Der mit dem Goldenen Löwen bei den Internationalen Filmfestspielen von Venedig 1986 ausgezeichnete Film besticht erneut durch seine leichte und aufgeregte Art. Ähnlich wie die Figuren im Film treibt auch der Film selbst locker vor sich her und vermittelt dadurch eine angenehme Atmosphäre. Aufgeladen mit einer Extraportion Charme horcht man als Zuschauer gespannt den zunächst belanglosen Dialogen, nur um später zu erkennen, dass diese doch gewohnt tiefgreifend sind. Das grüne Leuchten sticht, keinesfalls negativ behaftet, etwas aus dem sonstigen Schaffen Rohmers heraus und gibt sich als gelungene Abwechslung.
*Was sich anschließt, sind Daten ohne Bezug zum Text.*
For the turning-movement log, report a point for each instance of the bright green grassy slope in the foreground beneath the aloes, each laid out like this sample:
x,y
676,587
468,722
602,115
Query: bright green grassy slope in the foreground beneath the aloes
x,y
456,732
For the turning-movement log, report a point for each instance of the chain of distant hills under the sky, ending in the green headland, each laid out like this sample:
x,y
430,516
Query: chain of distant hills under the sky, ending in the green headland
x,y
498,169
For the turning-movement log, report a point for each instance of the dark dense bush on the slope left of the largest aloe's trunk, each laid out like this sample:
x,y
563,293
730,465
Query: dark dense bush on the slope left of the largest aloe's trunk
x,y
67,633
Der abschließende Teil des Zyklus Komödien und Sprichwörter parodiert in gewisser Weise das Sprichwort „Die Freunde meiner Freunde sich auch meine Freunde“. Einfühlsam folgt der Film einem Grüppchen junger Menschen in Paris und beschäftigt sich dabei hauptsächlich mit ihrer Interaktion untereinander. Mit viel Wortwitz zeichnet Rohmer in Der Freund meiner Freundin ein treffendes Bild junger Menschen.
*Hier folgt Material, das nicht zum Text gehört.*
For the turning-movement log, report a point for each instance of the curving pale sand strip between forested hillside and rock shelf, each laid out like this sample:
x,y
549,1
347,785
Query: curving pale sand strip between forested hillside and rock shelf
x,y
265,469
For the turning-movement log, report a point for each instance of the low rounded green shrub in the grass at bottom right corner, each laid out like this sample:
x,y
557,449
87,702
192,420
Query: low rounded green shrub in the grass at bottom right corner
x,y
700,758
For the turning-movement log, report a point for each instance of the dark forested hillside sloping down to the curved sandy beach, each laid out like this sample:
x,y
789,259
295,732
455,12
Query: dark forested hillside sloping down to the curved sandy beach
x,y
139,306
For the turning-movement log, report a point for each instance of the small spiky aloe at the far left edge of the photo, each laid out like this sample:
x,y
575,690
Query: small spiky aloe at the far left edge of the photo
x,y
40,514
Mit Wintermärchen schneidet die Veröffentlichung wiederum einen neuen Zyklus des französischen Regisseurs an. Der zweite Teil der Erzählungen der vier Jahreszeiten thematisiert eine sich unglücklich aus den Augen verlorene Liebe und die dadurch entstehende Konfrontation mit der Realität. Erneut besticht Rohmer durch vielschichtige Gefühle und einer sehr charakterorientierten Erzählung.
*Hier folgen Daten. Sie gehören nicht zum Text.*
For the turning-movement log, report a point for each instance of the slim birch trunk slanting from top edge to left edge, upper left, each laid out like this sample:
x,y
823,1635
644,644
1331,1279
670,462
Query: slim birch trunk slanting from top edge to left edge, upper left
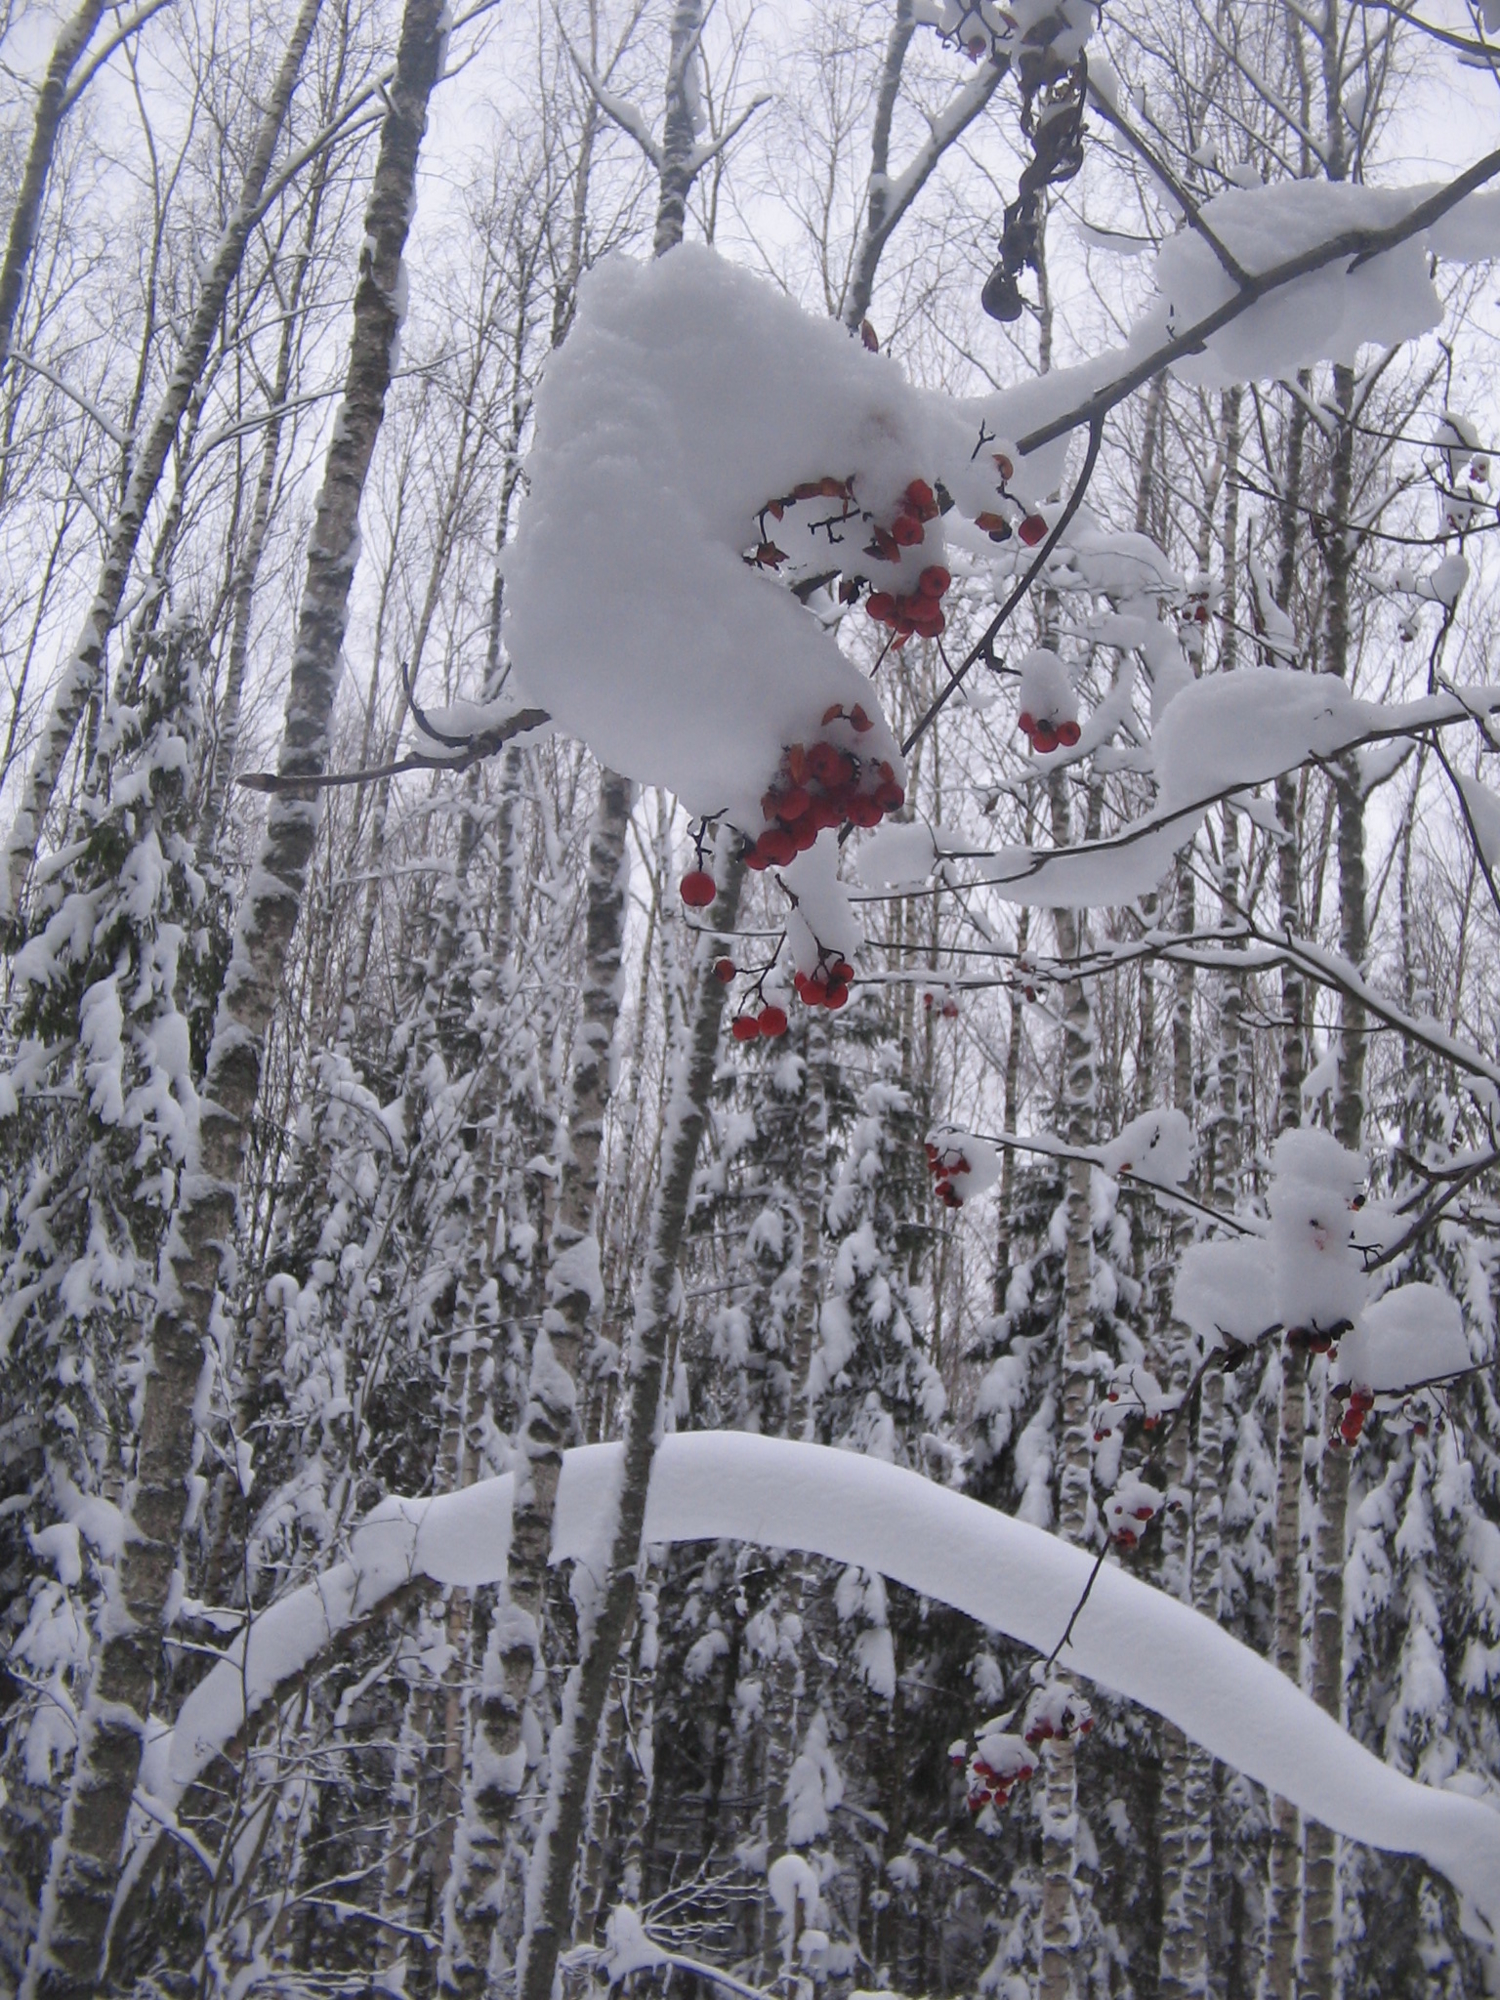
x,y
83,673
Der letzte und aktuellste Film der Edition gehört thematisch ebenso wie sein Vorgänger zur Tetralogie Erzählungen der vier Jahreszeiten. Wie bereits erwähnt ist diese Einteilung Rohmers jedoch eher eine motivische und so spielt es inhaltlich keine Rolle, ob man bereits andere Filme dieses Zyklus gesehen hat. In Sommer erzählt der Regisseur die Geschichte eines jungen Mannes, der sich zwischen drei Frauen entscheiden muss. Dabei verzichtet Rohmer über weite Strecken auf eine kohärente Erzählung und stellt dafür die handelnden Figuren und ihre zwischenmenschlichen Beziehungen in den Vordergrund. Ein gelungener Einblick in die unlogische Widersprüchlichkeit junger Liebe.
Technische Daten:
Zunächst sei angemerkt, dass alle beiliegenden Filme auch einzeln von STUDIOCANAL veröffentlicht und bei dieser Edition auf die bereits vorliegenden Muster zurückgegriffen wurde. Das wirkt sich jedoch in keiner Weise negativ auf die vorliegende Veröffentlichung aus. So bestechen alle Filme durch eine (natürlich ihrem Alter und der Bekanntheit entsprechend) saubere Bild- und Tonqualität. In technischer Hinsicht gibt es also nur sehr wenig zu kritisieren. Auch das Bonusmaterial der einzelnen DVDs weiß zu überzeugen. So liegen auf den unterschiedlichen Discs verschiedene Interviews und Biografien, sowie weitere Kurzfilme von Rohmer bei. Dadurch bietet jeder Film auch eine Handvoll Extras, welche das Informationsbedürfnis des Zuschauers nach der Sichtung zur Genüge abdecken sollten. Zusammenfassend bleibt zu sagen, dass die vorliegende Edition sowohl technisch wie auch inhaltlich gelungen zusammengestellt wurde.
Fazit:
Mit der Best of Eric Rohmer Edition holt STUDIOCANAL gewissermaßen zum filmischen Rundumschlag aus. Die Box beinhaltet zehn Werke des französischen Regisseurs und deckt dabei 35 Jahre im Schaffen von Eric Rohmer ab. Angefangen mit seinem Langfilmdebüt beschäftigt sich die Edition mit den wichtigsten Eckpfeiler Rohmers Werke und kann dadurch guten Gewissens als repräsentative Auswahl seiner Filme bezeichnet werden. Wer noch keine oder nur wenig Filme des Regisseurs kennt und sich gerne näher mit ihm beschäftigen will, ist mit der vorliegenden Veröffentlichung gut beraten. Zwar sind alle beiliegenden Filme bereits einzeln erschienen, doch vereint die Box die zehn Filme zu einem ansehnlichen Kollektiv. Auch der Preis von 55,99€ ist für zehn Filme in einer durchweg gelungenen Veröffentlichung mehr als fair.